Hi Bruce. If you have the means to suspend a wire well above ground level, unless it's unavoidably surrounded by a thick stand of tall trees, I'd recommend avoiding loop antennas altogether. It's generally more effective, foot for foot, to use a vertical monopole.Even where a loop is the only alternative because of terrain, I would utterly avoid a horizontal loop in any case, regardless of elevation. At LF, groundwave propagation is effectively shorted out by horizontal polarization. Also, since soil is a better conductor at LF than at HF, the out-of-phase reflection from the earth beneath a horizontal antenna (dipole or loop) tends to cancel most of the skywave, too. Same basic reason HF loops-on-ground work better at higher frequencies than they do at, say, 160 meters. At 1750 m, performance would be a factor of 10 to 11× worse.
Your surmise about how Warren's dipole works is substantially correct, according to my understanding of the matter. The current down into and back up from the earth forms a broad approximation of a vertical loop. This accounts for why it is a better radiator off the ends of the dipole rather than broadside, among other things. The principle dates back to the work of Ferdinand Braun at the end of the 19th century.

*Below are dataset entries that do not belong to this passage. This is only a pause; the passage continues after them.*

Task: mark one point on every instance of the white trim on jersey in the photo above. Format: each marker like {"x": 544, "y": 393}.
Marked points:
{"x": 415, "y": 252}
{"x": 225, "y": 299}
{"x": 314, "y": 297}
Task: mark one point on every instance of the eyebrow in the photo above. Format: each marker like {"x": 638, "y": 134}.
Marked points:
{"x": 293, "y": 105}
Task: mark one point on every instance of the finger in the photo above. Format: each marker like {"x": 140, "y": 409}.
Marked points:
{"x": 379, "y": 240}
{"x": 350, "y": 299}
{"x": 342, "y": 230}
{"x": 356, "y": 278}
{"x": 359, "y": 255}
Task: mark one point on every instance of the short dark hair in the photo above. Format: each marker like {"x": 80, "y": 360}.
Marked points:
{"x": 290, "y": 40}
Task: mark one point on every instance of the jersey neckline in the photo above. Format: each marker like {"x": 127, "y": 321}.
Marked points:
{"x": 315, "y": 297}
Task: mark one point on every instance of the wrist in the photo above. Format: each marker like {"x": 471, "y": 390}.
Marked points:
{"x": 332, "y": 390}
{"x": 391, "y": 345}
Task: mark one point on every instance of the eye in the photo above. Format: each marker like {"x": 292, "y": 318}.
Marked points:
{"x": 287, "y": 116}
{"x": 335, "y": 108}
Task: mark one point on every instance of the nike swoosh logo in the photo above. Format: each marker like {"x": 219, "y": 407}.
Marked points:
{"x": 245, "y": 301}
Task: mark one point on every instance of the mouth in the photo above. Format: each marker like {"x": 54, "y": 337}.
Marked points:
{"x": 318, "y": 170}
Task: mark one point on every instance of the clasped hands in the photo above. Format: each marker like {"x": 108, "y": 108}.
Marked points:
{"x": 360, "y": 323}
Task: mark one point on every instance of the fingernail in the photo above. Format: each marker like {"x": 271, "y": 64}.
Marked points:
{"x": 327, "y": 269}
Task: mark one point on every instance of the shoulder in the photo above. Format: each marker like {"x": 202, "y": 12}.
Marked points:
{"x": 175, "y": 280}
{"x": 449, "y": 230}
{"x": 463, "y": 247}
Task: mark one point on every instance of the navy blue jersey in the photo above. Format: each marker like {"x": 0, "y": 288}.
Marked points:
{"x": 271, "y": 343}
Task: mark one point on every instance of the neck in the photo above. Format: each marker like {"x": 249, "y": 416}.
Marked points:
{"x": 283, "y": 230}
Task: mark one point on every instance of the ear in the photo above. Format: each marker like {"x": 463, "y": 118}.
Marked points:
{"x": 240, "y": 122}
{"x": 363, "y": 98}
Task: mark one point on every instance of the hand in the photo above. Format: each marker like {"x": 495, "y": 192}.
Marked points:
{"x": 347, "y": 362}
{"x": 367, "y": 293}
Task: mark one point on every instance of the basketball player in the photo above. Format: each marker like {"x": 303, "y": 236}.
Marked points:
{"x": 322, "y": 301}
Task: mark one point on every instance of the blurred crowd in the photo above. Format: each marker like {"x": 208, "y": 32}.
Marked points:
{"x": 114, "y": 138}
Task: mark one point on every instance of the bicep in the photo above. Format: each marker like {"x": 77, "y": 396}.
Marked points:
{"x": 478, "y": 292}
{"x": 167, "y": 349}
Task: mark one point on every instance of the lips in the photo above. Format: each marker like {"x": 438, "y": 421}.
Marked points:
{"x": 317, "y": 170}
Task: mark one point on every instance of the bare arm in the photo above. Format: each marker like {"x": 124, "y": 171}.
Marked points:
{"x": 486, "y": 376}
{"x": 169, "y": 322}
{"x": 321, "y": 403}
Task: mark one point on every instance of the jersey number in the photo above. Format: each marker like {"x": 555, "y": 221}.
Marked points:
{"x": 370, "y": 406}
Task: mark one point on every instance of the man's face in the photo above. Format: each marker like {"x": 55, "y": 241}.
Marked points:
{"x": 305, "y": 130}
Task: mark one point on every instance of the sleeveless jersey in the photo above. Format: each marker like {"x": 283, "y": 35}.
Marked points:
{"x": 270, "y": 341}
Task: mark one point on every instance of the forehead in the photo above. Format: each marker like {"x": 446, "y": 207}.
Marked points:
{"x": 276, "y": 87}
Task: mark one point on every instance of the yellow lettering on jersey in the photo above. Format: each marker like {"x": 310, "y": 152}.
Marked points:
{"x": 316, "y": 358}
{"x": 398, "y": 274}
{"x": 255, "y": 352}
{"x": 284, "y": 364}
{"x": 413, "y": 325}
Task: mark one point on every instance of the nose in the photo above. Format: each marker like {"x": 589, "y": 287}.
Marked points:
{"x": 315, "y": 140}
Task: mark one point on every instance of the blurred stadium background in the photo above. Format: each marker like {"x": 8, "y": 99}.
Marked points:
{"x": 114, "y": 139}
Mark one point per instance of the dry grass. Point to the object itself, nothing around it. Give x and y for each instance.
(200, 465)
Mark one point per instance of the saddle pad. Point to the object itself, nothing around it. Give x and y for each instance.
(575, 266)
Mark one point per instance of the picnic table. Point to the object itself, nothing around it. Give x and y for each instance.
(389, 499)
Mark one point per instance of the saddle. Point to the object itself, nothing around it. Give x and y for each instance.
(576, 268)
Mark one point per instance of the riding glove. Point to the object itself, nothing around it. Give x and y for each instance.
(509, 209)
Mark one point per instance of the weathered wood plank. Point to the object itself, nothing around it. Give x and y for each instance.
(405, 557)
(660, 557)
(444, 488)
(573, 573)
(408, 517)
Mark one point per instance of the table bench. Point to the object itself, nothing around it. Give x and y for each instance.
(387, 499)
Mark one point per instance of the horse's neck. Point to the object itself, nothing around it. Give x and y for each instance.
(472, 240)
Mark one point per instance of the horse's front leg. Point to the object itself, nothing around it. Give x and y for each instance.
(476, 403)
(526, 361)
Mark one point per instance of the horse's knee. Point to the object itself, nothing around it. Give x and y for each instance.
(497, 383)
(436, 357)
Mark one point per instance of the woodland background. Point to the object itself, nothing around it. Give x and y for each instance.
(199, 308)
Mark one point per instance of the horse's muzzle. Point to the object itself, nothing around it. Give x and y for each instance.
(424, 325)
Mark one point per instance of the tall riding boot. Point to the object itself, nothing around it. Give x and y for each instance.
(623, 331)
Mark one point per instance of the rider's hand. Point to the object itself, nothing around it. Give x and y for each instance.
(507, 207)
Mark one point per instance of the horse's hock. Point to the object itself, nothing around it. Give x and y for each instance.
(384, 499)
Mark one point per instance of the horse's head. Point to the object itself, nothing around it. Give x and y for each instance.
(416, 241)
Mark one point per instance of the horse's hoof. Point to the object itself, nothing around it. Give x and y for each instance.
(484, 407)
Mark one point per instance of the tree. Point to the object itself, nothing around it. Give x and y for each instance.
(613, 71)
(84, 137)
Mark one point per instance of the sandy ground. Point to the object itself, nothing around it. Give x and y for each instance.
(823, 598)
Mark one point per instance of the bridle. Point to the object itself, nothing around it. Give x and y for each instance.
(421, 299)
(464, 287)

But Warren is not using this type of antenna for radiation efficiency. That's definitely not one of its strong points. Braun was seeking ways to achieve short to medium range tactical communication over land for the German army, without the need to either extend (and maintain) fragile telegraph lines across no-man's-land, or to waste resources erecting substantial antennas that would immediately become bombing targets. I believe the greatest range Warren achieved before the SWR problem was 40 miles with 45 watts...many times the output of a Part 15 beacon.